China’s Latin America strategy is “alarming,” said Jianli Yang at the National Review. A new strategy paper from Beijing portrays China as a “champion of the Global South” in contrast to American “bullying,” but its intentions are not purely altruistic. China aims to “impose opportunity costs” on Washington by forcing the U.S. to “devote greater attention and resources to its own hemisphere” instead of Taiwan and the Indo-Pacific region. U.S. leaders must build a smart response or “risk strategic overextension.”
Washington’s “obsession” with China’s moves in Latin America is a “familiar hysteria,” Leon Hadar said at Asia Times. But Beijing’s activities may not “actually threaten core American interests” in the region. China’s trade with Latin America has “increased tenfold” over the last 20 years, but that reflects China’s “massive demand for agricultural goods and minerals.” That is basic economics, “not geopolitical conspiracy.”
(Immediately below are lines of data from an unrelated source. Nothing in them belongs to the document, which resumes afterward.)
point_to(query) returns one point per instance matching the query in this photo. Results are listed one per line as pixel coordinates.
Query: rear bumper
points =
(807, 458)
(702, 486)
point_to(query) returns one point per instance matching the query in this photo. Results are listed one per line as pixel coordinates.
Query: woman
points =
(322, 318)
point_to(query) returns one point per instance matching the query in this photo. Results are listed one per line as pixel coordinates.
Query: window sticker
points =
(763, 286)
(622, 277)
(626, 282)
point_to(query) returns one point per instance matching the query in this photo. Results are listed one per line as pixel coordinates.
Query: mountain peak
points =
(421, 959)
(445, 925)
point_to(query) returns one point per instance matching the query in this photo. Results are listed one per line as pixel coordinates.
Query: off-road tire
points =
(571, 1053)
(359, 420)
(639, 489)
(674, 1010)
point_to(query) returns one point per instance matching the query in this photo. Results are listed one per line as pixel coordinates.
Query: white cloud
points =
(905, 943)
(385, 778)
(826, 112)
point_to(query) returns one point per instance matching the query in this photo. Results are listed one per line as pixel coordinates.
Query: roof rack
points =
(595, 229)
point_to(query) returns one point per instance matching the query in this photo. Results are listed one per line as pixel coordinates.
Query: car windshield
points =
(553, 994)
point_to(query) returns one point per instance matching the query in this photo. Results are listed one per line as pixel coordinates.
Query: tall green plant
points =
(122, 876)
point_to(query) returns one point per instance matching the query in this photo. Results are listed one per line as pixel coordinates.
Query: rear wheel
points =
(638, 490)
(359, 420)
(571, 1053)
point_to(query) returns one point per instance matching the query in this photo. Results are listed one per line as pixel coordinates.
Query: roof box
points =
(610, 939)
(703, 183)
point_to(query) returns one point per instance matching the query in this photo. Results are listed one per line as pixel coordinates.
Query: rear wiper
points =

President Donald Trump’s return to the White House has actually “reduced and reversed” China’s influence among Latin American countries, said Arturo McFields at The Hill. Beijing has lost sway over the Panama Canal, seen Peru draw closer to Taiwan, and had a diplomat expelled from Paraguay. In the political contest between global powers, then, the U.S. “seems to be one step ahead.”
What next?
Beijing’s Latin America strategy will be “significantly tested” by the Trump administration’s actions in Venezuela, said The South China Morning Post. The White House is “moving aggressively to roll back Chinese influence” in the Western Hemisphere. Some Latin American countries “may adopt a more cautious approach in managing their relations with Beijing when facing pressure from Washington,” said Zhao Minghao, the deputy director at Shanghai’s Center for American Studies, to the outlet.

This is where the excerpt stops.